Professors and librarians at Carleton University gave their faculty union steering committee an unprecedented mandate to call a strike - now set for Oct. 20. In a heavy turnout, more than 94 per cent of academic staff voted to authorize a strike.
"This is about respect," said Carleton University Academic Staff Association president Thomas Kunz. "If the administration has respect for faculty, they need to acknowledge the sacrifices we have made over the past decade when the university had financial difficulties. Now that the university is in good financial shape, they have an obligation to restore our pay to proper levels."
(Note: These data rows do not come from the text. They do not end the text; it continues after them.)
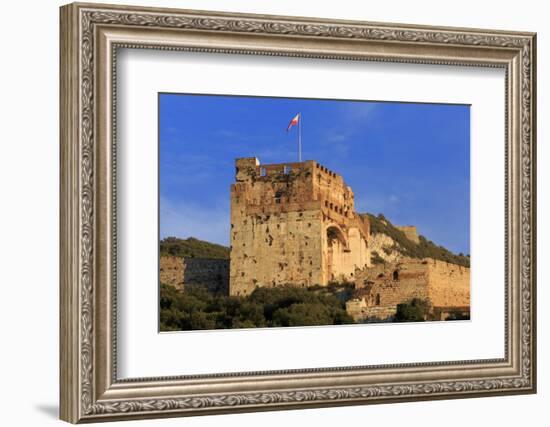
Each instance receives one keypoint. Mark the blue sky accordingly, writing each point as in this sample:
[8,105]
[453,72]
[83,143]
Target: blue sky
[409,161]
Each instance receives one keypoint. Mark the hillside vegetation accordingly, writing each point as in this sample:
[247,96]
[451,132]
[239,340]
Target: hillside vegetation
[192,248]
[197,309]
[425,249]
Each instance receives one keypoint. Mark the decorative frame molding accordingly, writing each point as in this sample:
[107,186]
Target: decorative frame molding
[90,36]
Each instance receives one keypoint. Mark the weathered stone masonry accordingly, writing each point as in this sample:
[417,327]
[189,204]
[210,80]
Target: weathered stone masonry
[293,223]
[379,289]
[213,274]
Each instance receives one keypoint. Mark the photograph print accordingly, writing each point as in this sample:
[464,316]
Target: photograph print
[292,212]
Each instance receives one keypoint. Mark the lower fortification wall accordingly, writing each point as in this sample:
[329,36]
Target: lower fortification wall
[449,284]
[381,288]
[213,274]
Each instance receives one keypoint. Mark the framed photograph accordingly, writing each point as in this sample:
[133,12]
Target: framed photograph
[267,212]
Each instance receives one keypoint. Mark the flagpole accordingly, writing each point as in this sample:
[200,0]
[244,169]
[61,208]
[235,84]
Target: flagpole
[300,138]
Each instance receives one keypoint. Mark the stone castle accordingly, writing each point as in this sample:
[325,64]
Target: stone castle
[293,223]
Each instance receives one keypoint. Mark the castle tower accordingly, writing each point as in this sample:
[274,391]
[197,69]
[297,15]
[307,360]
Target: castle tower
[293,223]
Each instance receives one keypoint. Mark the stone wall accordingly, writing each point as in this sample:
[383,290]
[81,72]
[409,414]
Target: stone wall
[381,288]
[213,274]
[171,271]
[410,232]
[449,284]
[293,223]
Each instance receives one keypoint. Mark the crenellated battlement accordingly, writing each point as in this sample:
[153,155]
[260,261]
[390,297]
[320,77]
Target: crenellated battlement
[301,213]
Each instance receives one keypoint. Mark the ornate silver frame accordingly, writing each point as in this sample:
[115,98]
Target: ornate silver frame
[90,36]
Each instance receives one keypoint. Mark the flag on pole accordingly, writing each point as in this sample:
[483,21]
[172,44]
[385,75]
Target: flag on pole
[293,122]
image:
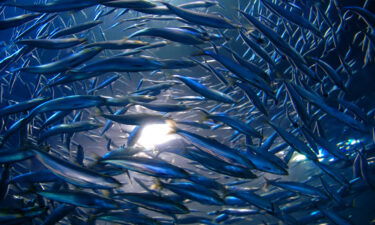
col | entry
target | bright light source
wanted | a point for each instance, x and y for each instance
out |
(155, 134)
(298, 157)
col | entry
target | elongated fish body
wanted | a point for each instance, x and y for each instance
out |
(165, 107)
(81, 199)
(295, 18)
(52, 7)
(195, 192)
(70, 128)
(154, 203)
(76, 29)
(52, 43)
(215, 148)
(118, 44)
(15, 156)
(215, 164)
(300, 188)
(64, 64)
(41, 176)
(69, 103)
(181, 35)
(193, 100)
(204, 19)
(127, 217)
(75, 174)
(157, 168)
(205, 91)
(136, 119)
(129, 4)
(17, 21)
(121, 64)
(22, 106)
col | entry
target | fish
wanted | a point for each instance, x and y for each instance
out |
(198, 18)
(52, 43)
(80, 199)
(64, 64)
(70, 128)
(186, 112)
(69, 172)
(154, 203)
(204, 91)
(17, 20)
(157, 168)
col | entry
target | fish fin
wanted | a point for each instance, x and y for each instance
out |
(98, 112)
(157, 185)
(266, 184)
(172, 124)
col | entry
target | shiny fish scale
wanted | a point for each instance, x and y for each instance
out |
(267, 107)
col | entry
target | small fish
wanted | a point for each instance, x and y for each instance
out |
(74, 174)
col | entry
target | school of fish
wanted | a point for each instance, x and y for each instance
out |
(270, 103)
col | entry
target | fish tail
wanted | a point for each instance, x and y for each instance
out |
(98, 112)
(157, 185)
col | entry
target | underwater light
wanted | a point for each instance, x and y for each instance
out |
(155, 134)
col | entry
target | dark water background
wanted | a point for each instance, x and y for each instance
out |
(363, 210)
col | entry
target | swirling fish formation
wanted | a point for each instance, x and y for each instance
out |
(247, 88)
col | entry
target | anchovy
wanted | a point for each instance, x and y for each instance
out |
(205, 91)
(151, 167)
(64, 64)
(154, 203)
(52, 43)
(17, 20)
(74, 174)
(204, 19)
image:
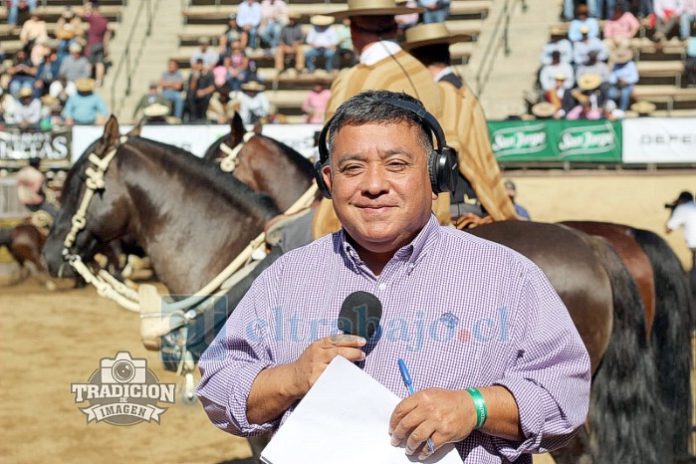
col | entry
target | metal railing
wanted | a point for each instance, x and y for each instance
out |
(125, 62)
(499, 33)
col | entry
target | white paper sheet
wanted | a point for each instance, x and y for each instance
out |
(344, 418)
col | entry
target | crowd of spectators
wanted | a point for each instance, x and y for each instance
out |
(50, 81)
(225, 75)
(591, 73)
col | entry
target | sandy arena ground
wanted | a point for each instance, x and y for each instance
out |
(52, 339)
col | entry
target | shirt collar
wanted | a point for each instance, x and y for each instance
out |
(443, 73)
(411, 253)
(378, 51)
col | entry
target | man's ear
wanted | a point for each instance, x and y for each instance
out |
(326, 174)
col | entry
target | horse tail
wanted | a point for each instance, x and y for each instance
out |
(670, 335)
(626, 415)
(5, 237)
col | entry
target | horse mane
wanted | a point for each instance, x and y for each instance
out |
(225, 185)
(294, 156)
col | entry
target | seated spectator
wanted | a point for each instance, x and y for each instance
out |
(690, 60)
(253, 104)
(273, 13)
(22, 73)
(561, 45)
(85, 107)
(560, 97)
(667, 15)
(345, 54)
(238, 67)
(209, 56)
(231, 34)
(249, 19)
(622, 78)
(436, 11)
(547, 76)
(590, 98)
(20, 10)
(75, 66)
(687, 18)
(48, 71)
(41, 48)
(98, 36)
(32, 30)
(643, 108)
(291, 40)
(322, 41)
(221, 108)
(201, 86)
(27, 112)
(583, 47)
(151, 97)
(314, 106)
(521, 211)
(172, 83)
(620, 28)
(583, 25)
(405, 21)
(593, 66)
(69, 30)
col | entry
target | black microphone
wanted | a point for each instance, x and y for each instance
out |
(360, 315)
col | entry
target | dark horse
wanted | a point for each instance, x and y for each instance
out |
(24, 242)
(661, 281)
(265, 165)
(190, 218)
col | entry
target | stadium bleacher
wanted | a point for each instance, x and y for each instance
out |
(660, 69)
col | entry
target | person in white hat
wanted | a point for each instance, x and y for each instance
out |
(383, 65)
(549, 72)
(27, 112)
(322, 42)
(479, 191)
(583, 22)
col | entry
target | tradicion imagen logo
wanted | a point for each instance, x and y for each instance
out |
(123, 391)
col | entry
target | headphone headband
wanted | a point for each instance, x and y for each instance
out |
(418, 110)
(442, 162)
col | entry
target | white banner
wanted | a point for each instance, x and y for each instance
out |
(197, 138)
(659, 140)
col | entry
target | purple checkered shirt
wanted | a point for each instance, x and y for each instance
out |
(460, 310)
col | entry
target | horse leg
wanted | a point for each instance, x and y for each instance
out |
(671, 338)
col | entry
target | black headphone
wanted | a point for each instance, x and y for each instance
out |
(442, 162)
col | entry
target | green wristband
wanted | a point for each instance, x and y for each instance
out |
(479, 406)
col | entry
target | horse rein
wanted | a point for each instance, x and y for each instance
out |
(105, 283)
(231, 160)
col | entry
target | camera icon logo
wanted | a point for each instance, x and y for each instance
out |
(123, 369)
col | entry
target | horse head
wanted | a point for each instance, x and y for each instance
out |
(231, 140)
(94, 209)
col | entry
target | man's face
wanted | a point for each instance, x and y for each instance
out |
(379, 183)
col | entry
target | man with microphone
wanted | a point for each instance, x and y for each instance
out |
(499, 368)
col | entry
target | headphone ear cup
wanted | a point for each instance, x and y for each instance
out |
(319, 177)
(443, 170)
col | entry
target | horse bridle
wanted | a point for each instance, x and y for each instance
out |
(231, 160)
(107, 286)
(93, 183)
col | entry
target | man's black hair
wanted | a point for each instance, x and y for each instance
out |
(372, 107)
(432, 54)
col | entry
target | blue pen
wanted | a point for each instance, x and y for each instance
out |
(409, 385)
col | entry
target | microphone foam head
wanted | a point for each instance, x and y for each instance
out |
(360, 314)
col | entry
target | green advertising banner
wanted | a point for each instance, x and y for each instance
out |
(556, 141)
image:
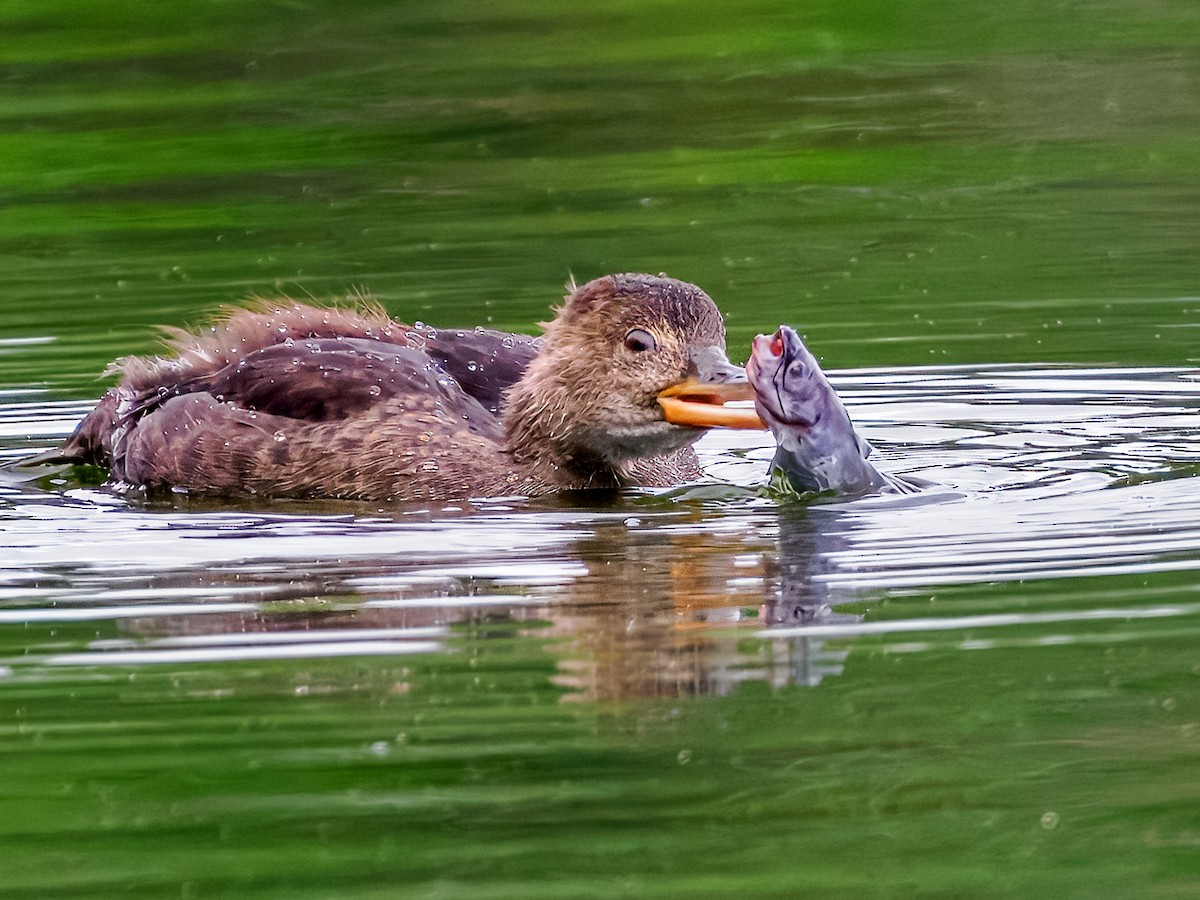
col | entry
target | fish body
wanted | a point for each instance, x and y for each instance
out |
(817, 449)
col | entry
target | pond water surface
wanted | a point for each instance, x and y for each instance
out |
(985, 222)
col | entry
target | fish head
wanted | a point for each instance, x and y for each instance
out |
(791, 391)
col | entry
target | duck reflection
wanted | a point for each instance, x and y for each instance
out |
(665, 612)
(654, 605)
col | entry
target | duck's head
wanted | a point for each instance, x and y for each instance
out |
(617, 348)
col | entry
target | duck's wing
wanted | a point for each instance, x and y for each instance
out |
(328, 379)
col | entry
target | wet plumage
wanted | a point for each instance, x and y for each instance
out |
(288, 400)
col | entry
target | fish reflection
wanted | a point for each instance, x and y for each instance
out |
(659, 609)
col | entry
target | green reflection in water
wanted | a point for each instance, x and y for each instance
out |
(1047, 768)
(907, 183)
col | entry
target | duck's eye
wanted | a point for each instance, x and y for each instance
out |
(640, 341)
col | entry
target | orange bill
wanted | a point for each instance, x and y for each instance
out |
(702, 406)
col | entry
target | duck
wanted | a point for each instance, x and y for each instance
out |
(282, 399)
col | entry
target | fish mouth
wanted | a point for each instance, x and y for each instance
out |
(702, 405)
(767, 371)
Kunz said the university's recently released audited statement for 2002-2003 shows a surplus of more than $21 million. "This is after surpluses of more than $5 million for each of the preceding four years," he notes.
"We can't help but be suspicious when year after year, management tells us they can't afford to give us a decent scale increase, and year after year, they end up with millions of dollars that go for other things," said CUASA chief negotiator Sonya Lipsett-Rivera.
She pointed to expenditures like the $8 million cost overruns on the new computer system and the construction of new offices for the president, while Carleton faculty salaries are the lowest of all the comprehensive universities in Ontario.
The two sides are divided by the administration's proposal to shift more compensation to merit pay - which the university claims is necessary to attract and keep staff and build commitment to Carleton.
"There is a much simpler way to be competitive and attract the 'best candidates' and that is to have higher salaries for all of our faculty," said academic staff association member Timothy Pychyl, in commenting on the administration's proposal.
"Merit benefits only a few, and there is no way to ensure that those who are deserving of 'merit' will actually receive this under the proposed scheme.
"In the end, there will be a reinforced commitment to the university when the university recognizes our collective efforts towards the university's success by negotiating a contract that benefits the entire faculty."
On Oct. 9, CAUT Defence Fund trustees voted to authorize strike pay for CUASA members and to provide a $1 million loan.